I don't dispute the validity of carrying. But it should be pretty clear that what a handgun is most effective for protecting against is your garden variety human criminal who wishes to do you ill. There just aren't many of those hanging out on mtb trails. The risk, imo, is so low that the hassle of carrying becomes more burdensome than the benefits. IMO, that balance changes some if you are talking about commuting. Especially if your route is quiet and you travel it regularly, and there is a history of incidents in the area. I know of some such places where commuters have been attacked in a quiet area. It also becomes relevant if there is an issue with road rage directed against cyclists. This is probably the one thing we can point to with the most evidence of there being a relatively high level of risk for someone on a bike. The gun won't protect you from being run over from behind, but it can sure help deter the rager who passes, stops, and gets out of their vehicle to come after you. Anyone who spends enough time riding on the road can describe several incidents with road raging drivers. I have my own list of incidents. A rider locally was beaten by a driver in one of these exact scenarios. It was caught on dash cam footage by another driver and the driver was found guilty and convicted, so it definitely happens.


Thoreau said:


> Fair enough. Not the intent of the thread, but still in the realm of possibility. That said, I'm not at all familiar with hunting practices, but I'd imagine that if I were out for, say, deer or elk in AZ, I'd probably not be chambered until target is sighted at least.
> 
> I do have a nice pack from Eberlestock though, with the long gun scabbard built in. Wasn't on a bike (on foot only) but even then I didn't carry the rifle chambered. (free-floating firing pin and all that jazz.)

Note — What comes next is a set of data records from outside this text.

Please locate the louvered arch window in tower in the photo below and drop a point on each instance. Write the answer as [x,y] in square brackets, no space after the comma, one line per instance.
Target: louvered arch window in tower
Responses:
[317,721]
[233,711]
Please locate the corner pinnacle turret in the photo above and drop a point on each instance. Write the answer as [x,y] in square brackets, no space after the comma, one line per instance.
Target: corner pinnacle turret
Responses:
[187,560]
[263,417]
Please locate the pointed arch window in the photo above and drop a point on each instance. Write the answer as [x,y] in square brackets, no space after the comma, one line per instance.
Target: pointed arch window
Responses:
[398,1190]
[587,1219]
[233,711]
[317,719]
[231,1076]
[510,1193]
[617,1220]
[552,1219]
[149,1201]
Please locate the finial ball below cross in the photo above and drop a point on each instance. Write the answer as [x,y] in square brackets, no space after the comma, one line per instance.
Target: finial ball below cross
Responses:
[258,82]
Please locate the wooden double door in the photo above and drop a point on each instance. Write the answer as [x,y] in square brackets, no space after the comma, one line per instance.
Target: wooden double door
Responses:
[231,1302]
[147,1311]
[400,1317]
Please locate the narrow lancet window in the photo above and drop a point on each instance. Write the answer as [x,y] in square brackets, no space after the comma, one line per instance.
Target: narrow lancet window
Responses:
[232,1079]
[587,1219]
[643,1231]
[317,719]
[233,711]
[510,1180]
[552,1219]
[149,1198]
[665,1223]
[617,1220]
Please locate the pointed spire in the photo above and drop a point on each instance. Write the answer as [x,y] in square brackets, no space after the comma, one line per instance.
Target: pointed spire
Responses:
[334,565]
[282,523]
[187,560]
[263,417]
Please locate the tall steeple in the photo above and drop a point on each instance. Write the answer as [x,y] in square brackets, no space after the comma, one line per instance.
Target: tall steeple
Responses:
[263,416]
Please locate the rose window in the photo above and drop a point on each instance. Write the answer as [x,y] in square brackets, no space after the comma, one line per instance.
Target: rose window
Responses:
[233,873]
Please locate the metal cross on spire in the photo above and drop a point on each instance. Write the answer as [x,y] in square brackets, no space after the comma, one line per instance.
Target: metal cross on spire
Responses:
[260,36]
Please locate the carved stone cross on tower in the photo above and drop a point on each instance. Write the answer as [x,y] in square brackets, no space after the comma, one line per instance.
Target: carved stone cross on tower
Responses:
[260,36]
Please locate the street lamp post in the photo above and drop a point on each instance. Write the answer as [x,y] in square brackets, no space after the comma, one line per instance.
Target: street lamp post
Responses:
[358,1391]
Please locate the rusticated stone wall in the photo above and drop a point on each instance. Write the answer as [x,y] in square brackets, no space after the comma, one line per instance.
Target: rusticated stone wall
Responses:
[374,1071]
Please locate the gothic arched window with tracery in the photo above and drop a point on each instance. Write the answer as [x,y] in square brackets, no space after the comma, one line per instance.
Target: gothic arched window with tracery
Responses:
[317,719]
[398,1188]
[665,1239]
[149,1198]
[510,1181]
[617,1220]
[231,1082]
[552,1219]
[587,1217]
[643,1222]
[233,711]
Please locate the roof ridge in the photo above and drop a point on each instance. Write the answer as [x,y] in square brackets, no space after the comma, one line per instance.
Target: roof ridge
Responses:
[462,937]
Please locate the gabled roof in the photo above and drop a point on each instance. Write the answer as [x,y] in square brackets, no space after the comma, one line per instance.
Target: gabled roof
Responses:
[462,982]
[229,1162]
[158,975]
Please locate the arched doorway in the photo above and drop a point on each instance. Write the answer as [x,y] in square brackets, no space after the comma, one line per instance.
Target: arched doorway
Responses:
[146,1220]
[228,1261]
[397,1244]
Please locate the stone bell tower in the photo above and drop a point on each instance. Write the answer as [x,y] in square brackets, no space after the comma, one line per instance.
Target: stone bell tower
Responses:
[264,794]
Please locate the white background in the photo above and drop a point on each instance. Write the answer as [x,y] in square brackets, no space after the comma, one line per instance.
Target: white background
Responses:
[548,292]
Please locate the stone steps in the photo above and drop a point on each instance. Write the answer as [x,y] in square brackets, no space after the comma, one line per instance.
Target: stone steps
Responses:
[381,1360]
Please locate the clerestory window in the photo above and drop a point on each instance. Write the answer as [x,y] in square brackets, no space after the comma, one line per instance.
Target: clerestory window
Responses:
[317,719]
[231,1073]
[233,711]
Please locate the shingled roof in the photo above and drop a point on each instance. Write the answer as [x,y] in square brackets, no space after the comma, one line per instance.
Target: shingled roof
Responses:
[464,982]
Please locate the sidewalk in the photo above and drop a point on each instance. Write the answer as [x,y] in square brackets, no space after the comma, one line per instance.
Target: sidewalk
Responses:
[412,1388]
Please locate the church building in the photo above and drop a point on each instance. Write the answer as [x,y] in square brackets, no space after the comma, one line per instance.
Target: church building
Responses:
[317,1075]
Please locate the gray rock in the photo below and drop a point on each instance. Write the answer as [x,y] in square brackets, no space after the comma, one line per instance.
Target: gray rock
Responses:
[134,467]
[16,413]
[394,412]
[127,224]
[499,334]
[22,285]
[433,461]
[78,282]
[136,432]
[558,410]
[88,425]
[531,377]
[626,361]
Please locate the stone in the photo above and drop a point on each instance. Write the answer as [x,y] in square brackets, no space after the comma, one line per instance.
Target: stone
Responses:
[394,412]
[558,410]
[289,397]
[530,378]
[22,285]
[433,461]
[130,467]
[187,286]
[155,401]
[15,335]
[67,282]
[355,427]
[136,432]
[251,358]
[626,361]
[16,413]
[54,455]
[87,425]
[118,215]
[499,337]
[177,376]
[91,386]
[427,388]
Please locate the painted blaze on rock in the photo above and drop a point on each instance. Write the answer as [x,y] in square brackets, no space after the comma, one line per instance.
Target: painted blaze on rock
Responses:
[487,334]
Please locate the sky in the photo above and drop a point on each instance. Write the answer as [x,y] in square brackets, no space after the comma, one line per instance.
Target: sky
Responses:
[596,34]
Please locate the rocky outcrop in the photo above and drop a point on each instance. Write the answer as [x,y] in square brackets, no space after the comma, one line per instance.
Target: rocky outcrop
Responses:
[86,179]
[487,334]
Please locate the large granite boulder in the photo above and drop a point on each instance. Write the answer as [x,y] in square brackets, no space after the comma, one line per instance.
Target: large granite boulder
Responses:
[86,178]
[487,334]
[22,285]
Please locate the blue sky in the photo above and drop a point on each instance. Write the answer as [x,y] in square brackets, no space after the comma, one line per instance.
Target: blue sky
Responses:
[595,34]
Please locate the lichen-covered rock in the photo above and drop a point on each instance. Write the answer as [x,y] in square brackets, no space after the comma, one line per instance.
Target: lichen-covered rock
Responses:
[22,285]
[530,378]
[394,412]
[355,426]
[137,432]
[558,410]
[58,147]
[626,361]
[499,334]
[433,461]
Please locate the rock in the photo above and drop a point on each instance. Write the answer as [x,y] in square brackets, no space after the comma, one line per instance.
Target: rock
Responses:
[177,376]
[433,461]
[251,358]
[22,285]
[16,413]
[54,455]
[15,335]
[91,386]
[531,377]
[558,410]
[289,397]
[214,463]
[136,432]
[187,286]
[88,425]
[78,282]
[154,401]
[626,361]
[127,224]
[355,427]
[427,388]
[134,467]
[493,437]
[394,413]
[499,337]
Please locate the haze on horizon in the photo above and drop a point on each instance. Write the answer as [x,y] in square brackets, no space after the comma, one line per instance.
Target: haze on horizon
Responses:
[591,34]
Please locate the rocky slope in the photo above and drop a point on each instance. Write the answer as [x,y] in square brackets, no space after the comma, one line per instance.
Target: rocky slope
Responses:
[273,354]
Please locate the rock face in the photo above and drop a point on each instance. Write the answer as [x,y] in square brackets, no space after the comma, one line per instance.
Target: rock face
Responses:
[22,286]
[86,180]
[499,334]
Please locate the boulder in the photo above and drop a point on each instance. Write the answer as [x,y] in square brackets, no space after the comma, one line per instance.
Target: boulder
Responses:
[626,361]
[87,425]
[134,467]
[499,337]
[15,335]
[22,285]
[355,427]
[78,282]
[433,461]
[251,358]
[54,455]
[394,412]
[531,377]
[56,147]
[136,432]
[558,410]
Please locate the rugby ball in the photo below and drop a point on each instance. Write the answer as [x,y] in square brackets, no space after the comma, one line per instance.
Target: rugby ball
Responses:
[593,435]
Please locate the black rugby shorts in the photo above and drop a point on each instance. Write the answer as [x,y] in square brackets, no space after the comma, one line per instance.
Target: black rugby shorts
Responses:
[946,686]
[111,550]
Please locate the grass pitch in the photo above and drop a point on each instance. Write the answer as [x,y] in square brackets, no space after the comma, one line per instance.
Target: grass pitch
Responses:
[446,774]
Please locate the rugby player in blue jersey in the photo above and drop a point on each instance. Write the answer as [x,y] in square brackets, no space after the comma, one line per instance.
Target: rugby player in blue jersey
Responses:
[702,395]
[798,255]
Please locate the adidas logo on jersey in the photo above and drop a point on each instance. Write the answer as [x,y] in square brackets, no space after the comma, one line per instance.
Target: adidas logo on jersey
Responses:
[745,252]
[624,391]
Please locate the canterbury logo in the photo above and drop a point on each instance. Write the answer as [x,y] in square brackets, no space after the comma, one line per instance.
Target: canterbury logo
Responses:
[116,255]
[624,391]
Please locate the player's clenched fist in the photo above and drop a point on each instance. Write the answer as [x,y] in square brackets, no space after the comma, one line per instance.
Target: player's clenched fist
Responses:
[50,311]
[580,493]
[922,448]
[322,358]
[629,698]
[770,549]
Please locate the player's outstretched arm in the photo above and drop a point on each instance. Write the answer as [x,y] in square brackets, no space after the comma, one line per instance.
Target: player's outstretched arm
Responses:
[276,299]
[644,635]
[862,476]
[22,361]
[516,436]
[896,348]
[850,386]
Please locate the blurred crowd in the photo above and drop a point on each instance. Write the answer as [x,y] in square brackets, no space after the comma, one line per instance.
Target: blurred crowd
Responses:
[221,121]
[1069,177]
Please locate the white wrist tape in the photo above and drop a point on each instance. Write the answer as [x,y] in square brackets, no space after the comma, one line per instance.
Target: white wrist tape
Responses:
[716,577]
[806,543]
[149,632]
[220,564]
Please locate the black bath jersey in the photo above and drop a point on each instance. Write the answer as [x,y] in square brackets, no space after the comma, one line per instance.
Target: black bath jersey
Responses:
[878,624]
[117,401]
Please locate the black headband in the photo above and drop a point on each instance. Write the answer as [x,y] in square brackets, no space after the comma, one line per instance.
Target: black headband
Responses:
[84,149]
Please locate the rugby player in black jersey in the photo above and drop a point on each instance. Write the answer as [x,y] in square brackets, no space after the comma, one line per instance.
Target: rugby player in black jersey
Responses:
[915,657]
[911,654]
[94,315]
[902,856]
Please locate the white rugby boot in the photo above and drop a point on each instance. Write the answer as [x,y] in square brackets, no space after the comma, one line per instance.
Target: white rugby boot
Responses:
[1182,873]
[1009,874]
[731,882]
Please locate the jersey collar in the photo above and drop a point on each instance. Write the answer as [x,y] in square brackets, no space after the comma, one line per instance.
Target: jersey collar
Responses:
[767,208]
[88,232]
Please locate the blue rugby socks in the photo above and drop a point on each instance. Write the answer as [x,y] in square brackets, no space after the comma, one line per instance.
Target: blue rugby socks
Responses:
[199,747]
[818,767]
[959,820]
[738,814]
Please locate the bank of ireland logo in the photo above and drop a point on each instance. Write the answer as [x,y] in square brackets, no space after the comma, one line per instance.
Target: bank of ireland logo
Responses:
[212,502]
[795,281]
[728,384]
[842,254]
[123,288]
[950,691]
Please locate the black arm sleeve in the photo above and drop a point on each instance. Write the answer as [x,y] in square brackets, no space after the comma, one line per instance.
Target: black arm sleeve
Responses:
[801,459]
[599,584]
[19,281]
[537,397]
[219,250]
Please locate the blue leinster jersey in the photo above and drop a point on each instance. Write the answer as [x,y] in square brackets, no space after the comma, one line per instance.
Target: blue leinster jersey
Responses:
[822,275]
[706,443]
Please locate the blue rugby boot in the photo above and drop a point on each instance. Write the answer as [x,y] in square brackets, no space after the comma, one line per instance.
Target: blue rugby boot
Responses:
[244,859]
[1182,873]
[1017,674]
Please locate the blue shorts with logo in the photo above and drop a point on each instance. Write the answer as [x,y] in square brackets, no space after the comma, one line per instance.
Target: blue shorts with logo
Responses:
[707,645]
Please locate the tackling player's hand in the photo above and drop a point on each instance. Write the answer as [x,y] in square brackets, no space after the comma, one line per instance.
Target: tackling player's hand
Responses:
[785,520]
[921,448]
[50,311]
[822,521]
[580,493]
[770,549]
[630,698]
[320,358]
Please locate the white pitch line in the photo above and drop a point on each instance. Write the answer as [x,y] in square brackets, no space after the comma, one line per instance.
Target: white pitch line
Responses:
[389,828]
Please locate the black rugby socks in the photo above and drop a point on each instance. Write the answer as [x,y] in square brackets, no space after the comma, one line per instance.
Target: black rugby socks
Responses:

Sent from my VS995 using Tapatalk


----------



## Thoreau (Jun 15, 2017)

Mountain lion happens to be the one time i have ever drawn and fired. It was one of those rare cases where we spotted it stalking us from above while hiking through a canyon. Fired a couple shots into a tree (in canyon, not up near the kitty cat) just to make noise to scare it off. Dunno if it worked, but we made it back out the same canyon without being eaten, so good enough for me. 

Handgun was already chambered, and no, it wouldve made no difference in that case. But i dont change my sidearm carry method around. Consistency is key in any training. And since i dont carry anything thats gonna jump out of its holster and go bang on its own, chambered is the standard for me.

As for the hassle aspect and weighing the value, that is indeed subjective and up to the individual. For me, theres really no hassle to carrying. I carry pretty much all the time, so its just second nature now. The only reason im rarely carrying on the bike is because im in a warm climate and tend to not even have a backpack. Most of the shorts i choose dont even have belt loops which rules out IWB carry, drop leg holster would be stupidly uncomfortable, amd im too lazy and cheap to even look into or buy any kind of chest rig. Longer rides in more remote locations with a backpack, and i throw it in there more because its safer under my supervision than in an unattended vehicle at a trailhead.


----------



## Harold (Dec 23, 2003)

Thoreau said:


> Mountain lion happens to be the one time i have ever drawn and fired. It was one of those rare cases where we spotted it stalking us from above while hiking through a canyon. Fired a couple shots into a tree (in canyon, not up near the kitty cat) just to make noise to scare it off. Dunno if it worked, but we made it back out the same canyon without being eaten, so good enough for me.
> .


Probably didn't make a huge difference in the end, but you prob did scare the cat. The vast majority of mt lions will not attack if they know they've been seen. They certainly will watch and they may still approach to test you, but mt lions can be driven off more easily than a lot of other curious predators. I have kept mt lions at bay by throwing rocks and sticks and by yelling and jumping around.

Things get different in the cases of diseased or starved animals, but that's even rarer.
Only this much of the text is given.